Monday, February 22, 2010

In the introduction to the text I was struck by Klein's mention of Kerouac's The Dharma Bums and the Beat's general fascination with Zen Buddhism. In the the introduction Klein locates the Beats within the moment when American cultural producers turned their gaze eastward. However, I think that one can locate The Dharma Bums within the sentimentalism that was so prevalent in middlebrow depictions of Asia.

It seems that one of the charges most frequently leveled against Kerouac is that his work is overly sentimental. The Dharma Bums is no exception to this charge. While discussions of sentimentality generally focus on other aspects of Kerouac's works, it seems that Klein's conception of this middlebrow sentimentality is indeed applicable to Kerouac's depiction of Zen Buddhism and the a Zen way of life. Regardless of Kerouac's status in 2010, as a writer in the late 1950s his novels were middlebrow literature. On the Road was a bestseller and Kerouac would later appear on television programs such as the Steve Allen show. One year later, in 1958, when The Dharma Bums was published, I doubt much had occurred to change Kerouac's status within the middlebrow. In the novel Kerouac romanticizes Zen to the point of almost parody. As such, it serves to demonstrate this notion of sentimentality.

Conversely, I think that Kerouac's fellow Beats Gary Snyder and Allen Ginsberg approach Zen from a different position. While both poets triumphed the philosophy and way of life neither romanticized it in the way Kerouac did. The argument could be made that Ginsberg's approach was romanticized to a certain degree, yet his interest comes off as more authentic.

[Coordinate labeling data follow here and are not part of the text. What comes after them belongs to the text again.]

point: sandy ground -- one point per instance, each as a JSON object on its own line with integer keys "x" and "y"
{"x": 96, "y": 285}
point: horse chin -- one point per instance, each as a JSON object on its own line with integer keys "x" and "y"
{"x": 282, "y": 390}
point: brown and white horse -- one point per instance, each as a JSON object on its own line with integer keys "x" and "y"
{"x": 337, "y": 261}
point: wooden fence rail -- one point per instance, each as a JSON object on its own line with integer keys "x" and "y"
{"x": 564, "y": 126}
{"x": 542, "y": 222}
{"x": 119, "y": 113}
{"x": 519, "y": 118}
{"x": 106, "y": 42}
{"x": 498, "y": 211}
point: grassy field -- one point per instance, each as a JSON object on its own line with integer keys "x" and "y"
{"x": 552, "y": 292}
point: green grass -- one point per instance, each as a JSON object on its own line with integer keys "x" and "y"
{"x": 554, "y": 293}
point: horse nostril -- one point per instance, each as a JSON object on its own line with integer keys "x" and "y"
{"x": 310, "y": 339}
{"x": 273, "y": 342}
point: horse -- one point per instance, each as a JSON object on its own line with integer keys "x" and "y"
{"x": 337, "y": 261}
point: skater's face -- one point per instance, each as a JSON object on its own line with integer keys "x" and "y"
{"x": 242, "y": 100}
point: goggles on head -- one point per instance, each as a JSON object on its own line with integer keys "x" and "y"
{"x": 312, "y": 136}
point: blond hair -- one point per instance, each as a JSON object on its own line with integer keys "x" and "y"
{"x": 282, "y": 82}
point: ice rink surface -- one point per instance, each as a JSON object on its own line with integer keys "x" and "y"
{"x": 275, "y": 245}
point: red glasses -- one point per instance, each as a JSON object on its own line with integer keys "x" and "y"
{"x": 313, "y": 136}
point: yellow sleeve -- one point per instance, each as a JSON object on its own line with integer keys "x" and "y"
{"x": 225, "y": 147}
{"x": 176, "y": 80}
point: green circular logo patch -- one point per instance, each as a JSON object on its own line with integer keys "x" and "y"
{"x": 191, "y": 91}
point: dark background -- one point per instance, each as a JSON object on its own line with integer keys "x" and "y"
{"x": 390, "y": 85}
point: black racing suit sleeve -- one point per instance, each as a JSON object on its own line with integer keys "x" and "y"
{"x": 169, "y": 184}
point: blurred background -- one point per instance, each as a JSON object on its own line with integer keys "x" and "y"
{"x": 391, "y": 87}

The same can be said of Alan Watts' article “Beat Zen, Square Zen, and Zen”. Watts's article is not so much a meditation on zen, but rather an attempt to break up the mythology surrounding it. Watts attempts to disentangle Zen from its association with the Beats. Furthermore, he attempts to point out how America was getting it wrong in attempting to adopt Zen principles. In this respect, Watts was attempting to dismiss the sentimentality that surrounded Zen and it's adoption into American culture.

1 comment:

  1. This got me thinking about authenticity and about how we don't consider Christians in Asia or Africa as somehow "faking it" or romanticizing a belief system.

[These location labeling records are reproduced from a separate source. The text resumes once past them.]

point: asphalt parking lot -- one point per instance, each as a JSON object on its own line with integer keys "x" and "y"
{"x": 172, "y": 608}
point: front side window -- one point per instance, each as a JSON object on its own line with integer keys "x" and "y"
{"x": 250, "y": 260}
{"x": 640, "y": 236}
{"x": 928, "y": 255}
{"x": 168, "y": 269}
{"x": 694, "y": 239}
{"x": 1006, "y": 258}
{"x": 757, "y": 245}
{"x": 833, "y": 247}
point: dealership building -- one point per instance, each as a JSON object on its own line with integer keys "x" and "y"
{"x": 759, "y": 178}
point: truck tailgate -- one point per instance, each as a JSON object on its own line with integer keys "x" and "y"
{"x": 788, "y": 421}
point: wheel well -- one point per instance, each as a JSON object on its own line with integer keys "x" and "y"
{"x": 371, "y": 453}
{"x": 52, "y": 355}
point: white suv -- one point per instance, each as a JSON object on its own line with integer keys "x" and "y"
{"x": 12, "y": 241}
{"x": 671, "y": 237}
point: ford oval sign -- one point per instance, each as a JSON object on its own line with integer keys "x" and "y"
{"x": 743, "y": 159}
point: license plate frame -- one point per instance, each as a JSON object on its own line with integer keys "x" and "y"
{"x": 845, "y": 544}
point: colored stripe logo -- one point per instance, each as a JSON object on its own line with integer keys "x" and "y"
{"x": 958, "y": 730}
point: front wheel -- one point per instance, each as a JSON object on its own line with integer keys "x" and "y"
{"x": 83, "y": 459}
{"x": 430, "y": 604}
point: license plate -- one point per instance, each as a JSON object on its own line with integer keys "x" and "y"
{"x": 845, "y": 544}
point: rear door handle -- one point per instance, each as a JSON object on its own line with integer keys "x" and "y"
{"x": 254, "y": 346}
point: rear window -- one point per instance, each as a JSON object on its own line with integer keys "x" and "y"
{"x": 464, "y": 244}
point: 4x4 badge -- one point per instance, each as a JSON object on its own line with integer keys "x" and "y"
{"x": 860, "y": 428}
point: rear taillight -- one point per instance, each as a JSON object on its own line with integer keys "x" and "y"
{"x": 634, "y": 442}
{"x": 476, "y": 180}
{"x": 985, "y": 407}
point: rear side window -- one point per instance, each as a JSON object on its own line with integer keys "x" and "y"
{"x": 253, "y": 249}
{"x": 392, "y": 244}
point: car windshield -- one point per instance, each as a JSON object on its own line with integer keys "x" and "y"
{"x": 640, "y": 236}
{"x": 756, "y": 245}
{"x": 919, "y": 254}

    That led me to think about Gary Snyder's deep ecology which has always been a mishmash of eastern religion and western indigenous "spirituality."

    I thought about issues of cultural appropriation and I keep going back and forth asking if any culture is really authentic or belongs to a particular people or geography (since religion spreads through war or through hegemonic cultural institutions backed by the threat of violence) or whether this attitude itself is a peculiar one that does the job of the market for the market: placing every collective expression of meaning up for exchange.

    Your description of how the Beats used Zen differently explores some of these nuances!